CenturyLink says FCC should maintain 3.5 GHz PALs to ease rural broadband deployments

As CenturyLink looks to continue its broadband expansion efforts in harder to build rural areas using a mix of wireline and wireless technologies, the service provider says the FCC should not alter the rules governing the Priority Access Licenses (PALs) that will be issued in the 3.5 GHz band.

While the FCC rules define PAL geographic license areas is one census tract, the FCC has proposed to increase the size of the geographic license area with both Partial Economic Areas (PEAs) and counties under consideration.

CenturyLink, which asked the FCC for permission last fall to test 3.4 GHz wireless spectrum in some of its rural markets, told the FCC in a filing (PDF) that the “use of PEAs as the geographic license area for PALs will inhibit higher-speed broadband deployment in rural areas.”

RELATED: CenturyLink seeks FCC permission to test 3.4 GHz wireless spectrum

“CenturyLink agrees with the many commenters that advocate that PEAs are too large to encourage broadband deployment in rural areas,” CenturyLink said in the filing.  “CenturyLink also agrees with those who argue that secondary market transactions with PEAs will not ameliorate the absence of smaller geographic licenses in the first instance.”
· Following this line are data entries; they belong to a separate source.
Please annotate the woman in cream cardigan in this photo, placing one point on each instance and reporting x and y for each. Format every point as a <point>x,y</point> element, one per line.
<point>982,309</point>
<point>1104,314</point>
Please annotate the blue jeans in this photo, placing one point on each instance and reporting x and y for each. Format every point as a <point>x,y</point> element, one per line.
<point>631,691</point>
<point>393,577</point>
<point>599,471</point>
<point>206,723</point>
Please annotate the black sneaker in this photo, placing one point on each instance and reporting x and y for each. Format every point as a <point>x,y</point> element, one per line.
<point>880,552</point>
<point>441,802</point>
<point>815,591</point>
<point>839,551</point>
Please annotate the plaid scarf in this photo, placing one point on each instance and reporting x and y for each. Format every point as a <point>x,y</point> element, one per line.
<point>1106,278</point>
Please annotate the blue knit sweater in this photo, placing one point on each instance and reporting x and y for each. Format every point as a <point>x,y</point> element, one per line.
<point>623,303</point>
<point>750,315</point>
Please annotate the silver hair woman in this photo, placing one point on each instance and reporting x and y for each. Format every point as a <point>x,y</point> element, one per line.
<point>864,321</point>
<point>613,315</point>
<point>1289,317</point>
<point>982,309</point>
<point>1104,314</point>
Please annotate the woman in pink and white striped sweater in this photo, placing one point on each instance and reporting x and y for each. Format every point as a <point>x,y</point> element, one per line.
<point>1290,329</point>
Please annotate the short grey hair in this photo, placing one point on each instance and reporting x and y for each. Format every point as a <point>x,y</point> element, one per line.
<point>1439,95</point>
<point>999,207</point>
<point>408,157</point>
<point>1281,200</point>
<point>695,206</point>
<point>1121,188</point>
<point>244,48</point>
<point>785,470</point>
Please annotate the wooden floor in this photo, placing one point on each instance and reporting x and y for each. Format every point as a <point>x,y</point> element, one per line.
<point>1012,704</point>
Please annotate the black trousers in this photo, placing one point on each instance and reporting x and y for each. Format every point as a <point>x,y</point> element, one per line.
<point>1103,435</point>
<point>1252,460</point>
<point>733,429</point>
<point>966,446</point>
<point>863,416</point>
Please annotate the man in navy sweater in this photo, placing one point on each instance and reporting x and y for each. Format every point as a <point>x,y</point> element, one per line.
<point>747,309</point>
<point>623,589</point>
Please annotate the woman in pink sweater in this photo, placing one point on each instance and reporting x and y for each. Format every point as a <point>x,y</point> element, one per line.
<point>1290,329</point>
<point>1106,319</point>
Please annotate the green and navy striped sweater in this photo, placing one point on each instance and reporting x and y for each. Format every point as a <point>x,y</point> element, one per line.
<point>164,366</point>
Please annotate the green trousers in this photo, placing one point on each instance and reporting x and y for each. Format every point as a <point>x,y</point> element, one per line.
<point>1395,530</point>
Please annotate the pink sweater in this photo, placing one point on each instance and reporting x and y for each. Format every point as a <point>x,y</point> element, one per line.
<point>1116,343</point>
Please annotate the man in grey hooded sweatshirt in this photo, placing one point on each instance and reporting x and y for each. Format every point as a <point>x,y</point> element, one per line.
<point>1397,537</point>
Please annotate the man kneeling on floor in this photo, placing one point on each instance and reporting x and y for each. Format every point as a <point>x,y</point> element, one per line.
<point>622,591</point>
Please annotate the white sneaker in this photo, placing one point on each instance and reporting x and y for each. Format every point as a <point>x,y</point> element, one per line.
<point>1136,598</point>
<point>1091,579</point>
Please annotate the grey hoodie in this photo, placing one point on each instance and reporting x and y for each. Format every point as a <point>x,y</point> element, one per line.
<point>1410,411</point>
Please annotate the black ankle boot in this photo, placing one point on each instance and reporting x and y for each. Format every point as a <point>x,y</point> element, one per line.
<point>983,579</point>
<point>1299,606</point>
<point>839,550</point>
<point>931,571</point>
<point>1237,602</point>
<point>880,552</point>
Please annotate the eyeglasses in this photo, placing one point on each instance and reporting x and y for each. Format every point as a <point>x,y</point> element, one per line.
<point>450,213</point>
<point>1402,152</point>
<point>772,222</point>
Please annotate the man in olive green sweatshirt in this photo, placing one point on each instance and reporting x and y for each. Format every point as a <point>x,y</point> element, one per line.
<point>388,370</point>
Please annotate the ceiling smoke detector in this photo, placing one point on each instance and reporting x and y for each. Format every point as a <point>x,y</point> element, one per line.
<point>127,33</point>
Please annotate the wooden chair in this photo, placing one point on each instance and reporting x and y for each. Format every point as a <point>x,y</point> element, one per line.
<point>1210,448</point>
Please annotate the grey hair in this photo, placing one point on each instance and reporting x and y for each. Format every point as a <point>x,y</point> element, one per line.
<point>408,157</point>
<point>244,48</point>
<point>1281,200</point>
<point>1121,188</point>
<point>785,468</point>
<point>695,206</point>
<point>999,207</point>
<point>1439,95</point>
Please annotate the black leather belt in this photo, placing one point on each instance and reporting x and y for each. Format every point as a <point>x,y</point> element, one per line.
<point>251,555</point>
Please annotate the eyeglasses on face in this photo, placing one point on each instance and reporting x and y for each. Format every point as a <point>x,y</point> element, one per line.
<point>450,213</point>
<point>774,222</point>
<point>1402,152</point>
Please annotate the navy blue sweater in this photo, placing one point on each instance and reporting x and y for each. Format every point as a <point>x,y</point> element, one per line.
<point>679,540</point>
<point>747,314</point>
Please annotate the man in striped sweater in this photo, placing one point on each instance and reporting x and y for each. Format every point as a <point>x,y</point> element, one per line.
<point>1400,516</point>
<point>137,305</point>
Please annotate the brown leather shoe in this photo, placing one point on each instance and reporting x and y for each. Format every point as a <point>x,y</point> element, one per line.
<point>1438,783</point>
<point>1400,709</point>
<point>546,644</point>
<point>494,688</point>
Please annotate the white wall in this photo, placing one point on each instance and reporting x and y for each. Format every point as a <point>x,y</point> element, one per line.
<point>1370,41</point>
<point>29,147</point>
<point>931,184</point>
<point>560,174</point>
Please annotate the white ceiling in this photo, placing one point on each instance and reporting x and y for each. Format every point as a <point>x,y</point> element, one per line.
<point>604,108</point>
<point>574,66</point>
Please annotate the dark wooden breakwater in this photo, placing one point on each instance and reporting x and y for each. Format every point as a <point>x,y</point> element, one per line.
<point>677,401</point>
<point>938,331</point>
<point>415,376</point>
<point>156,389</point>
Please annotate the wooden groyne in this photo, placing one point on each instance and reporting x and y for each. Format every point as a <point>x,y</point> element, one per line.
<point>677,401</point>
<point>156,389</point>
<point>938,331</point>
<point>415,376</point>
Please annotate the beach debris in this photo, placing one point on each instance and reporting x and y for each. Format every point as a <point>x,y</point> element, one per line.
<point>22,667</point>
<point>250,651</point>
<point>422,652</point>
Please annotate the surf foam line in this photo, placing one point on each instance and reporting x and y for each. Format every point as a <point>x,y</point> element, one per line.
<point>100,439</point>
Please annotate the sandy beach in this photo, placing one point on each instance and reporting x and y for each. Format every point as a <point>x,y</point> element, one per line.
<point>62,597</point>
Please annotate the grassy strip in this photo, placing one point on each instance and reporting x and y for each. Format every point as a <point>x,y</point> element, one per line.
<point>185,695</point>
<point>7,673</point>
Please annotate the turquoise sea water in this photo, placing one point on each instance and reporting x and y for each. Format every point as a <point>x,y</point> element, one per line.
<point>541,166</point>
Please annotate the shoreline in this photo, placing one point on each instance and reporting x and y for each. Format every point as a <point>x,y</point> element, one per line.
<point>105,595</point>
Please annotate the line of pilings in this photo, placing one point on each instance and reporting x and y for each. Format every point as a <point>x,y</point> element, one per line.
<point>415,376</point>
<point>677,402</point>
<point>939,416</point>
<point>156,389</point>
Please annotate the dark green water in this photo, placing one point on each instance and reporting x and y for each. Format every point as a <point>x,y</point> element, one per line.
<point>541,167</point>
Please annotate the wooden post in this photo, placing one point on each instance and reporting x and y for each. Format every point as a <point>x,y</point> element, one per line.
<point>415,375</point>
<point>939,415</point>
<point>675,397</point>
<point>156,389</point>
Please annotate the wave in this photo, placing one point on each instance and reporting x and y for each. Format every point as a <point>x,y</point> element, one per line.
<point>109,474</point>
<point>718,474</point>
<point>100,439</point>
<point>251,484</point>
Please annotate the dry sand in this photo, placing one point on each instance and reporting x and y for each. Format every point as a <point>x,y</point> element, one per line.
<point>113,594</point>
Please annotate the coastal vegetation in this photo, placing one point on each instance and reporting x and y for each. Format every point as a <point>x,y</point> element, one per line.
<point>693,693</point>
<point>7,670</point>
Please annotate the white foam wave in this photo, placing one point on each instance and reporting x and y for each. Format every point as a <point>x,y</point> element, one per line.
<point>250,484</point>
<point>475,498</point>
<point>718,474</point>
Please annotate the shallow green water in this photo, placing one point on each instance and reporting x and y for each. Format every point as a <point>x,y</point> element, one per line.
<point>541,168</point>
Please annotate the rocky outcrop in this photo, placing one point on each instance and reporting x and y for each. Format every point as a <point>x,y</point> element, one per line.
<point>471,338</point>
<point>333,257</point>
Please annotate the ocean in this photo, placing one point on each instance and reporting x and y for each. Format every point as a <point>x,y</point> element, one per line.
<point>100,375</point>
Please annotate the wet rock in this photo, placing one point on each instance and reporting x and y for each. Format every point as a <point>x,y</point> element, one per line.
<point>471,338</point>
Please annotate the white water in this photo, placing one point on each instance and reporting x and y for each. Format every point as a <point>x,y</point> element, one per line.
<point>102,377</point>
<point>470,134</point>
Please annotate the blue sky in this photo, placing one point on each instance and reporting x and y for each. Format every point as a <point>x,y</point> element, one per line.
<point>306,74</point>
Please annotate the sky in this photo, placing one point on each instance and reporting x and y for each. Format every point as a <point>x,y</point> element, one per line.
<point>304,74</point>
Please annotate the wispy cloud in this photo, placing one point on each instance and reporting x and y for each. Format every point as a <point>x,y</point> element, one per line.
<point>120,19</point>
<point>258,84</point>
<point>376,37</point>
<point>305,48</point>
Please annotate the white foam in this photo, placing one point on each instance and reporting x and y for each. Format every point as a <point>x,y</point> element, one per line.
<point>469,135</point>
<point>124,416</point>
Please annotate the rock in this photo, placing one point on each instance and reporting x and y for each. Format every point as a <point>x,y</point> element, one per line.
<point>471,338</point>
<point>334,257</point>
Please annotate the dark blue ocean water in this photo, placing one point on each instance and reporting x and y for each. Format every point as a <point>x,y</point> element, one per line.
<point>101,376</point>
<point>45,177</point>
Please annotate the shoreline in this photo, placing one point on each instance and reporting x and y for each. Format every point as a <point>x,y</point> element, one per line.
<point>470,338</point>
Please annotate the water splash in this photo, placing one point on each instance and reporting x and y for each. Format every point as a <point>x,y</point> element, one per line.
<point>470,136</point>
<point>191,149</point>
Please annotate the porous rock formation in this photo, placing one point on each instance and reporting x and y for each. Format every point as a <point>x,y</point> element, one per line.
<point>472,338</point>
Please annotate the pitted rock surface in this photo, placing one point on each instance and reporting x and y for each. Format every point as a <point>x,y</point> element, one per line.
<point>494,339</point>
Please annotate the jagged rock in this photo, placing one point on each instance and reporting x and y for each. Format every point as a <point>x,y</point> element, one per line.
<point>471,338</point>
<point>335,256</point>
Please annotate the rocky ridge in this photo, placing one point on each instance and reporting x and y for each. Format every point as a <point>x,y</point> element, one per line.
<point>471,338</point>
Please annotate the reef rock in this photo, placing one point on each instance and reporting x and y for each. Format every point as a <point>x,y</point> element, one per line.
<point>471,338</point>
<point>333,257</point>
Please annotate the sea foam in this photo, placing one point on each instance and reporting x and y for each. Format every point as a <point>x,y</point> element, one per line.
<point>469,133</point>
The service provider added that while it “appreciates that PAL administration at the census block level may be greater than at the county or PEA level” but “as the Commission has noted, some have already stated that managing over 70,000 licenses as an SAS Administrator should not be overly burdensome in light of today’s technology.”

Like other CAF-II recipients Consolidated, Frontier and Windstream, CenturyLink was among several wireline providers in 2015 that accepted FCC funding to deploy broadband services to over 1 million locations in rural areas in 33 states by 2021. While CenturyLink prefers to extend fiber to more areas, the cost realities of network construction make this option still challenging even with with CAF support.

“CenturyLink is deploying fiber further out into its wireline network,” CenturyLink said. “But, like other price cap carriers that accepted CAF II model support it is also exploring more cost-effective ways to get higher-speed broadband to remote locations where deploying fiber to the premises is still uneconomic even with CAF support. Possible approaches include fixed wireless solutions using spectrum in the 3.5 GHz Band.”

CenturyLink’s sentiment is clearly shared by Consoldiated, Frontier and Windstream, which issued a joint filing say that the larger license sizes—specifically partial economic areas (PEAs)—are too big and too expensive.

“For our companies, traditional large area mobile licenses, such as PEAs, cover much too great of an area and drive up the costs of licenses too high to make fixed rural wireless feasible in the 3.5 GHz Band,” Frontier, Consolidated and Windstream said in the joint filing (PDF).